Inactive lynch would be stupid, obviously the mafia aren't inactive. I've got my hunch, but I'm keeping it to myself; at least until I have some proof to back it.


----------



## yiran (Sep 8, 2012)

June is dead.

I've still got nothing that is not flavour text interpretations.


----------



## Mai (Sep 8, 2012)

geekydragon said:


> maimi, if no ones votes are you gonna randomize it?


Nope. I'll extend the day phase first; if nothing happens after that, then I'm going to assume it's an abstain.

(It's getting pretty close to lynching time, so. Miiight want to wrap up or face a strongly-worded extension post.)


----------



## Vipera Magnifica (Sep 8, 2012)

But but there's really no reason to suspect anyone at this point, and an rl would just be stupid...

This really sucks if the doc and cop _are_ indeed dead.


----------



## geekydragon (Sep 8, 2012)

i dont want to lynch, but i dont want to waste our abstains either.


----------



## Mai (Sep 9, 2012)

Maimi said:


> Nope. I'll extend the day phase first; if nothing happens after that, then I'm going to assume it's an abstain.
> 
> (It's getting pretty close to lynching time, so. Miiight want to wrap up or face a strongly-worded extension post.)


Speaking of which, I'm giving you approximately *36 more hours.* >|||


----------



## geekydragon (Sep 9, 2012)

Maimi said:


> Speaking of which, I'm giving you approximately *36 more hours.* >|||


that wasn't strongly worded


----------



## Tailsy (Sep 9, 2012)

Ooooh, sick burns!

I don't think it's a waste of an abstain.

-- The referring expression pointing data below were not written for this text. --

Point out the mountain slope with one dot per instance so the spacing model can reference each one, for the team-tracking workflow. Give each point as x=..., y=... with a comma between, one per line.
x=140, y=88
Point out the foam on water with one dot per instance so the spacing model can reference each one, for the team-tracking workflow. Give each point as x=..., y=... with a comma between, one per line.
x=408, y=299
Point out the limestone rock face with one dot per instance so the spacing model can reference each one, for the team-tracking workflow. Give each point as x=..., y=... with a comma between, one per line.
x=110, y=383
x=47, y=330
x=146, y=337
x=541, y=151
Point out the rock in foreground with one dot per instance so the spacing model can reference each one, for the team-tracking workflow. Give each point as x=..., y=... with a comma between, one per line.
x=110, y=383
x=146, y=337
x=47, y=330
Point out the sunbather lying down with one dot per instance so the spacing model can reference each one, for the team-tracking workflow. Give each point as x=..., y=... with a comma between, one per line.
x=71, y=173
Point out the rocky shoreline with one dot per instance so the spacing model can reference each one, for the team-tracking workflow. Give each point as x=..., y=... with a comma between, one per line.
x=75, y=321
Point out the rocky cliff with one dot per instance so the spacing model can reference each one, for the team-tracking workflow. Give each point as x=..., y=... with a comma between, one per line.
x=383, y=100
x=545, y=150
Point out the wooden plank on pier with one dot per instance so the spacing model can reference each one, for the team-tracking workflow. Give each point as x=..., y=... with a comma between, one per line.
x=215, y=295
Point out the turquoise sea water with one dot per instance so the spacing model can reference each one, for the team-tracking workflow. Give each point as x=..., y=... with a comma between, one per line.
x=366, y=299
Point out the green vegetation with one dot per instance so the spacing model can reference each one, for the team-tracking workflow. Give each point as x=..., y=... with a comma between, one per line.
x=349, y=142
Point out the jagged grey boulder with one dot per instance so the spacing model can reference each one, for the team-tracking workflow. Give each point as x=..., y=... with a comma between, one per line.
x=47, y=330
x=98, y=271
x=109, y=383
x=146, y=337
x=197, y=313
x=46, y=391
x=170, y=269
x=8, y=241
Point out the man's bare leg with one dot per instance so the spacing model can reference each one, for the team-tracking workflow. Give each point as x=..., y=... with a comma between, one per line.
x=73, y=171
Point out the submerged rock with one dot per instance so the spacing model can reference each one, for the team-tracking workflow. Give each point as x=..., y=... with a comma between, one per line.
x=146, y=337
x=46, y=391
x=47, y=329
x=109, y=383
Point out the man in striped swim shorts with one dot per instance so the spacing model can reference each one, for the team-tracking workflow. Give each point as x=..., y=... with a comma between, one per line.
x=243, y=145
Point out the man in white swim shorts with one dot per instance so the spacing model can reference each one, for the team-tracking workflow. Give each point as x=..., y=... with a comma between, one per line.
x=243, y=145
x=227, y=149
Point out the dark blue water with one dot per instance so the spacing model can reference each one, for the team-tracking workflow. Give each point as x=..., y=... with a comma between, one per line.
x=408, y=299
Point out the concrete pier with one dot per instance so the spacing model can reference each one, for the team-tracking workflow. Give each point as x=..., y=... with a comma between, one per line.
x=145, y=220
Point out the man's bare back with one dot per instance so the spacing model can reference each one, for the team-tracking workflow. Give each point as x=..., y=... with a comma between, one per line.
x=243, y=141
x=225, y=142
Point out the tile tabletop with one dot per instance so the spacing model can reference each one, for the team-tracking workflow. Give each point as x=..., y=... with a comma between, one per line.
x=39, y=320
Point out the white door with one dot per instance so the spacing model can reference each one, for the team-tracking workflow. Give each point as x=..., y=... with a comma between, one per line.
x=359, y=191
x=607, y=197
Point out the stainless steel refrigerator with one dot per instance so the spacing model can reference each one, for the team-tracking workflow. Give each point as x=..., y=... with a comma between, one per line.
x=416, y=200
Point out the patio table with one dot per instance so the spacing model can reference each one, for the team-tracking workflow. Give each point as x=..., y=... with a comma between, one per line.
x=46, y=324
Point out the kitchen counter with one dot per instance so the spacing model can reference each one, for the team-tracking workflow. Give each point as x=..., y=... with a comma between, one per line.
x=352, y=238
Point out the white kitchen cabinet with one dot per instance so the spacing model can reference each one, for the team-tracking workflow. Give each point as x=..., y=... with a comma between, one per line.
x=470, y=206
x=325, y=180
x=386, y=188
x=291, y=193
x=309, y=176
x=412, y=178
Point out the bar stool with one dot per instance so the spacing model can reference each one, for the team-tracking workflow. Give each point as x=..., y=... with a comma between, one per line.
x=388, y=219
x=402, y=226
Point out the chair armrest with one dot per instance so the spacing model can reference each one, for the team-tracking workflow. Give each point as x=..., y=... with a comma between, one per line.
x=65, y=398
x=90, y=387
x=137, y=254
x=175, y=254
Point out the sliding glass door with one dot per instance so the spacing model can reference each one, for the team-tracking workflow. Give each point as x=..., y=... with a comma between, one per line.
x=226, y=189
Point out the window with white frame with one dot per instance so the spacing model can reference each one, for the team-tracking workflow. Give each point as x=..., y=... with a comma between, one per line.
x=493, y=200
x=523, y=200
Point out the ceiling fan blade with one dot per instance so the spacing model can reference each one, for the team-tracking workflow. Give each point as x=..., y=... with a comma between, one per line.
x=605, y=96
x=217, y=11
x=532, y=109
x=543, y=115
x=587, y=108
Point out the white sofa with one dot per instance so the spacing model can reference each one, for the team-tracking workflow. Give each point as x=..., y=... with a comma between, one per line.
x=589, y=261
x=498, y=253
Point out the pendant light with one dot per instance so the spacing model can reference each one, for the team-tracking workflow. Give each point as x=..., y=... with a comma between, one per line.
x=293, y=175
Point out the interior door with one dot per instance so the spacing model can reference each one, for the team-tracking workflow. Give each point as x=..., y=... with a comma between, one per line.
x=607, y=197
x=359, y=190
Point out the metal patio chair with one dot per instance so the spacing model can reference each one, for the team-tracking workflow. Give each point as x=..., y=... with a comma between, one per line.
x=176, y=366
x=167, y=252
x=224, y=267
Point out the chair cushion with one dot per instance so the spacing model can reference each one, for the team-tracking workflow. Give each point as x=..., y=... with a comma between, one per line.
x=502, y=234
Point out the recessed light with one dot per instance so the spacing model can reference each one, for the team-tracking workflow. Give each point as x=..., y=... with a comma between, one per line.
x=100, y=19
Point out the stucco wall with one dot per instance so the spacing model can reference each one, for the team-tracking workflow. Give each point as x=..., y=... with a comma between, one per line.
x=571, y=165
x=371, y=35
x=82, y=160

What else are we going to need abstains for, anyway? This gives us time to get more information so we lose as little innocents as possible! Thus, I'll *abstain*.


----------



## Vipera Magnifica (Sep 9, 2012)

I can't see us doing anything else at this point. *Abstain*.


----------



## geekydragon (Sep 9, 2012)

guys we need to make a decision. do we abstian?


----------



## geekydragon (Sep 9, 2012)

ill *abstian* to then.


----------



## Zero Moment (Sep 9, 2012)

*Abstain*


----------



## Mai (Sep 11, 2012)

geekydragon said:


> that wasn't strongly worded


>>>|||



Spoiler: VERY STRONGLY WORDED



Everyone decides to be peaceful once again despite the killing of the animal. Some are a bit frustrated at the lack of things happening, but they don't even know who'd they'd target anyway; better safe than sorry, right? That, at least, is the general consensus--however, people go to bed just a bit more bloodthirsty than before.

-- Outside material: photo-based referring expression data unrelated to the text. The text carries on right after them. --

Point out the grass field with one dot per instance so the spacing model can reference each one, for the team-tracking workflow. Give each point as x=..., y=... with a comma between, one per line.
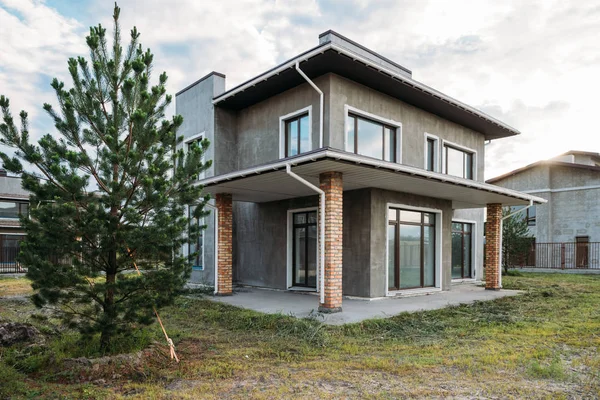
x=542, y=344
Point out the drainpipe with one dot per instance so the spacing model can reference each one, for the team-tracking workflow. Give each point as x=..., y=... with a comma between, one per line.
x=501, y=230
x=288, y=169
x=320, y=106
x=216, y=257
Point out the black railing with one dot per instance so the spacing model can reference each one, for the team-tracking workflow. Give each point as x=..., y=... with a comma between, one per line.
x=567, y=255
x=8, y=260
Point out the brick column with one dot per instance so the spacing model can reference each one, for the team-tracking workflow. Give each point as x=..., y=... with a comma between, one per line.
x=493, y=247
x=331, y=183
x=224, y=273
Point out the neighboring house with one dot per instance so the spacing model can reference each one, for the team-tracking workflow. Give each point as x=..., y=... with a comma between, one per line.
x=14, y=201
x=399, y=165
x=571, y=184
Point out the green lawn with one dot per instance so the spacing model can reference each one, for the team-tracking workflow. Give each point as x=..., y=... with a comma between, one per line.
x=542, y=344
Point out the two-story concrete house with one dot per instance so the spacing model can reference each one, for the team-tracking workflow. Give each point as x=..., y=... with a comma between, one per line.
x=14, y=201
x=340, y=146
x=571, y=219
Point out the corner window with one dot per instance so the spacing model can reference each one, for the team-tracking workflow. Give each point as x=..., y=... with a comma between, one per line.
x=431, y=153
x=458, y=162
x=197, y=246
x=371, y=138
x=297, y=135
x=189, y=144
x=13, y=209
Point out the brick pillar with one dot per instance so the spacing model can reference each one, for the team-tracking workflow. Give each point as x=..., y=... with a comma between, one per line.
x=224, y=273
x=331, y=183
x=493, y=247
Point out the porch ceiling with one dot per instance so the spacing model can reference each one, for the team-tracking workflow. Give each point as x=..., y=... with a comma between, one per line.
x=270, y=182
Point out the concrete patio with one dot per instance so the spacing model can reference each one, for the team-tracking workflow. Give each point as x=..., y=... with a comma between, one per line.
x=302, y=305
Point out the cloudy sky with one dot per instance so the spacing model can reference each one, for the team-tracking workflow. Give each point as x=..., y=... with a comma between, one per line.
x=534, y=65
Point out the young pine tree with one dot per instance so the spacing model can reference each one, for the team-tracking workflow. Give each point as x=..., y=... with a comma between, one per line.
x=112, y=186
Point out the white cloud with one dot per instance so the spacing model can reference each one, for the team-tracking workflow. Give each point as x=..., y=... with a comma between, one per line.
x=532, y=64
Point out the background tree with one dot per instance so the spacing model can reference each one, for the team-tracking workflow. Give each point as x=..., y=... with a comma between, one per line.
x=112, y=186
x=516, y=239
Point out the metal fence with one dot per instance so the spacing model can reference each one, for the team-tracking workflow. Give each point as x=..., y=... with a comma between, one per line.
x=567, y=255
x=8, y=260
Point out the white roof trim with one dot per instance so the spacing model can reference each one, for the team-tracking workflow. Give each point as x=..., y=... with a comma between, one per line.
x=357, y=159
x=404, y=79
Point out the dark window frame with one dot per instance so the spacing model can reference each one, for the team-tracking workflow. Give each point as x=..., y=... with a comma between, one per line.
x=394, y=129
x=464, y=232
x=22, y=208
x=305, y=225
x=466, y=153
x=286, y=124
x=199, y=244
x=397, y=222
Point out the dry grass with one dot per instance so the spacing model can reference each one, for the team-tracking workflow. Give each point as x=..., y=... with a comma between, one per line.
x=543, y=344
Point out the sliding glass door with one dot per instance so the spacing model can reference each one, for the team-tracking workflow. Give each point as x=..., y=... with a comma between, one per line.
x=411, y=249
x=461, y=250
x=304, y=249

*NO ONE DIED, ASSHOLE. THERE IS ONE MORE ABSTAIN LEFT.

48 HOURS FOR NIGHT ACTIONS.*


----------



## Mai (Sep 16, 2012)

*No one died last night.* It seems like everyone decided to be peaceful, just as they did before sunset yesterday! Or... well, it actually looks like a lot happened during the nighttime hours. But you can't tell what, precisely, so you'll just have to hope that someone else is willing to say things...

*48 hours for discussion.* >| >| >|


----------



## Zero Moment (Sep 16, 2012)

A lot of things happened?
I'm guessing some healings or bulletproofs, maybe roleblockers or a commuter.....
Anyone have any info? I don't really want another abstain today.


----------



## OrngSumb (Sep 16, 2012)

I got nothing. Could an alien been activated?


----------



## Vipera Magnifica (Sep 16, 2012)

That could very well be the case... but still, hard to tell.


----------



## geekydragon (Sep 17, 2012)

everyone be careful who you lynch!


----------



## Tailsy (Sep 17, 2012)

Well, I suppose seeing as I'm no longer mafia-aligned I might as well give away my information, since I'm almost certainly going to get killed the next night phase. Oops!

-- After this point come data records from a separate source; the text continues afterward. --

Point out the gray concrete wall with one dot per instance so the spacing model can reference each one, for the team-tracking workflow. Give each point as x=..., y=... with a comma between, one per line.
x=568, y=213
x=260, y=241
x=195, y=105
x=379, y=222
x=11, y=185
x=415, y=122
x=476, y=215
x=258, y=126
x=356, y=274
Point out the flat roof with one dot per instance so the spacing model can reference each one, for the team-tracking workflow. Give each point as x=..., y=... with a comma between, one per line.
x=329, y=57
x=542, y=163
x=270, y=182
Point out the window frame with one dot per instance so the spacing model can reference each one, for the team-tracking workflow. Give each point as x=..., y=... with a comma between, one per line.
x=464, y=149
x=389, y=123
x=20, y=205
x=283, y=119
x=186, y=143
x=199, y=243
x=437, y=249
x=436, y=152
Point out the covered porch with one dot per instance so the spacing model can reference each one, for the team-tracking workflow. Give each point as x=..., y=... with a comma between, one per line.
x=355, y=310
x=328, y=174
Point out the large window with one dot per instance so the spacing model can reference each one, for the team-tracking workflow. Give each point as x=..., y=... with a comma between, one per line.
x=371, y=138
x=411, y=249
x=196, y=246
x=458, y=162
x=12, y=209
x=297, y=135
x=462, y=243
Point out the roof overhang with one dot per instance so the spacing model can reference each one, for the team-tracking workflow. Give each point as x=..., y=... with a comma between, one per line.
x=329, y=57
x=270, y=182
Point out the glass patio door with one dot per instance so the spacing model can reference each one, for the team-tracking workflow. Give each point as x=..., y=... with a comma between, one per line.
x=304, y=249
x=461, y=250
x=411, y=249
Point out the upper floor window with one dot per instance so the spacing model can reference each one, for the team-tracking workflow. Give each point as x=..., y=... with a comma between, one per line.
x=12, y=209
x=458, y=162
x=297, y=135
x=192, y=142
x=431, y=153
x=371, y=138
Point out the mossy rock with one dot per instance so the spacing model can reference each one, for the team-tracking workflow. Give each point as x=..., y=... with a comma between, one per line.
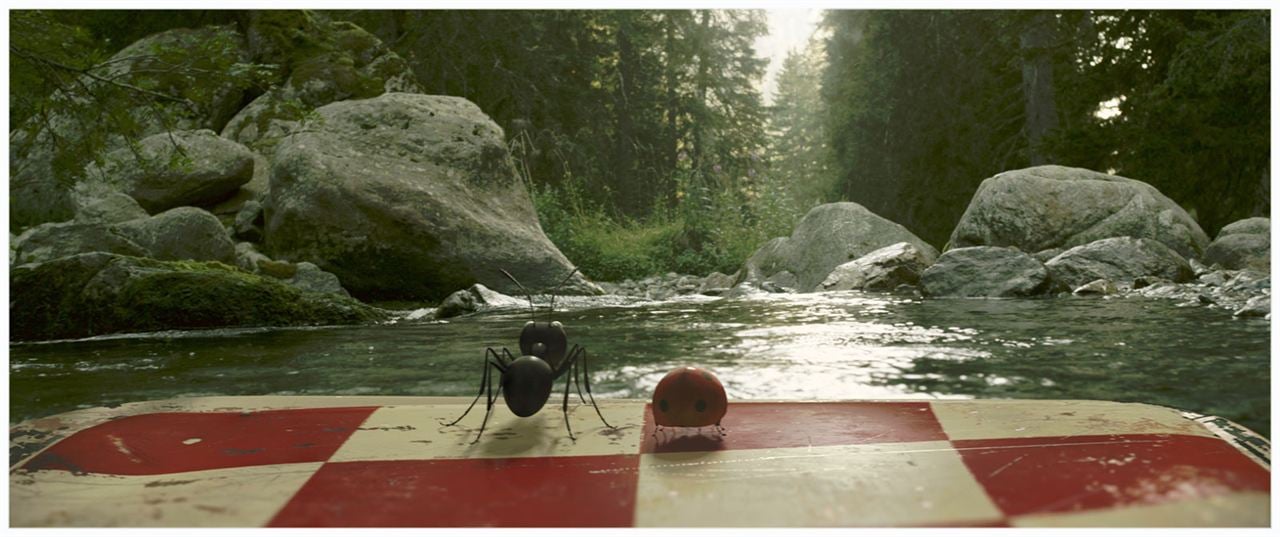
x=104, y=293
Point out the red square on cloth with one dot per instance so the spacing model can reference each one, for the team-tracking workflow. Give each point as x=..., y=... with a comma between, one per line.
x=1072, y=473
x=799, y=425
x=188, y=441
x=540, y=491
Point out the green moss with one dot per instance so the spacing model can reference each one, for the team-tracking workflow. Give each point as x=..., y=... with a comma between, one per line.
x=50, y=301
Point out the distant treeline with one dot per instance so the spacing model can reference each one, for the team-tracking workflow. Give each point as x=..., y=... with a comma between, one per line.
x=644, y=131
x=923, y=105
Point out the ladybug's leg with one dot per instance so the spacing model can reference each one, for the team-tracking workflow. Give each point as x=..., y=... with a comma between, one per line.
x=490, y=398
x=574, y=371
x=565, y=408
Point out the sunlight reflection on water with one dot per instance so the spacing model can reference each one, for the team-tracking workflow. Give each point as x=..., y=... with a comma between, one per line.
x=822, y=345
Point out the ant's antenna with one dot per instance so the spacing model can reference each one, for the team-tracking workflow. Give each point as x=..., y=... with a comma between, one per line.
x=561, y=284
x=528, y=294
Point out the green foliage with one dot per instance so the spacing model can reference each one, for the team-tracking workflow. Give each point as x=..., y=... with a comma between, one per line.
x=923, y=105
x=608, y=96
x=161, y=295
x=709, y=229
x=74, y=100
x=1194, y=106
x=800, y=157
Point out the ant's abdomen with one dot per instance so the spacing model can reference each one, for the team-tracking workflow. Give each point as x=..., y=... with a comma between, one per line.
x=526, y=385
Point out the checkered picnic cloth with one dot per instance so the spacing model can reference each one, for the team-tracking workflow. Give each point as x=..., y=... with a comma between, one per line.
x=353, y=462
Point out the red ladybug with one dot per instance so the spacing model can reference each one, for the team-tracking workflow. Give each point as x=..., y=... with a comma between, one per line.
x=689, y=396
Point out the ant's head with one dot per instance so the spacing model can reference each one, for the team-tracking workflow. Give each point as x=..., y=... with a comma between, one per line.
x=545, y=340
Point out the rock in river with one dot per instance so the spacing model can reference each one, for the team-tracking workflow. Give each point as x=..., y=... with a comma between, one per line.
x=827, y=237
x=1045, y=207
x=408, y=196
x=182, y=168
x=984, y=271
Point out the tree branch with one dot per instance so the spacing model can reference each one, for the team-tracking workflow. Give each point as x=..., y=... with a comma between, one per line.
x=88, y=73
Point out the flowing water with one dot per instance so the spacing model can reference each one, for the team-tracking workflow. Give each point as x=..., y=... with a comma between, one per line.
x=827, y=345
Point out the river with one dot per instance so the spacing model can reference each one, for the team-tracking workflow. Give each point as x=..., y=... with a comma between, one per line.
x=823, y=345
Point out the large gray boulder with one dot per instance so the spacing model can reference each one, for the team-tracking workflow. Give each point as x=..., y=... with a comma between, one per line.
x=984, y=271
x=103, y=293
x=254, y=191
x=408, y=196
x=183, y=233
x=1042, y=207
x=1242, y=244
x=325, y=62
x=182, y=168
x=475, y=298
x=96, y=202
x=828, y=235
x=51, y=241
x=1118, y=260
x=882, y=270
x=1255, y=225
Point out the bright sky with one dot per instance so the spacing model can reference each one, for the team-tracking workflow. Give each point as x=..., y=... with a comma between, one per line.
x=789, y=28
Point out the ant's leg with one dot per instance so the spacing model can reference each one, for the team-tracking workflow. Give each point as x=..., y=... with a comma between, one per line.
x=586, y=377
x=574, y=371
x=489, y=399
x=565, y=409
x=484, y=382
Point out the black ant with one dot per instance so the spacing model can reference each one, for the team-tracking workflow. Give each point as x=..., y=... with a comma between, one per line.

I'm Mai. I _was_ part of the Mafia until last night when the don decided to target the Zuko player. I should flip innocent now, should you want to inspect me. Now I'm vanilla, I didn't have any other powers other than that in the first place. I was sort of wanting to hang onto my mafia status until later in the game but SIGH duty calls.

As I no longer have any reason to want the mafia to win, you should probably try to lynch Vehement Mustelid, geekydragon, and RespectTheBlade. Feel free to not believe me, but hey. :V

Also obviously that means the alien hasn't been activated.


----------



## geekydragon (Sep 18, 2012)

Tailsy said:


> Well, I suppose seeing as I'm no longer mafia-aligned I might as well give away my information, since I'm almost certainly going to get killed the next night phase. Oops!
> 
> I'm Mai. I _was_ part of the Mafia until last night when the don decided to target the Zuko player. I should flip innocent now, should you want to inspect me. Now I'm vanilla, I didn't have any other powers other than that in the first place. I was sort of wanting to hang onto my mafia status until later in the game but SIGH duty calls.
> 
> ...


how do we know you're not just trying to turn us against each-other?


----------



## Zero Moment (Sep 18, 2012)

Well, if we lynch one of you, I think it'd be easy to tell.


----------



## Blastoise Fortooate (Sep 18, 2012)

Might as well start, then.

*geekydragon*_, _I hope I don't regret this.


----------



## Zero Moment (Sep 18, 2012)

*geekydragon*


----------



## Phantom (Sep 18, 2012)

*geekydragon*


----------



## Phantom (Sep 18, 2012)

... Man I miss editing....

Take my vote back for a second. I just had a thought... 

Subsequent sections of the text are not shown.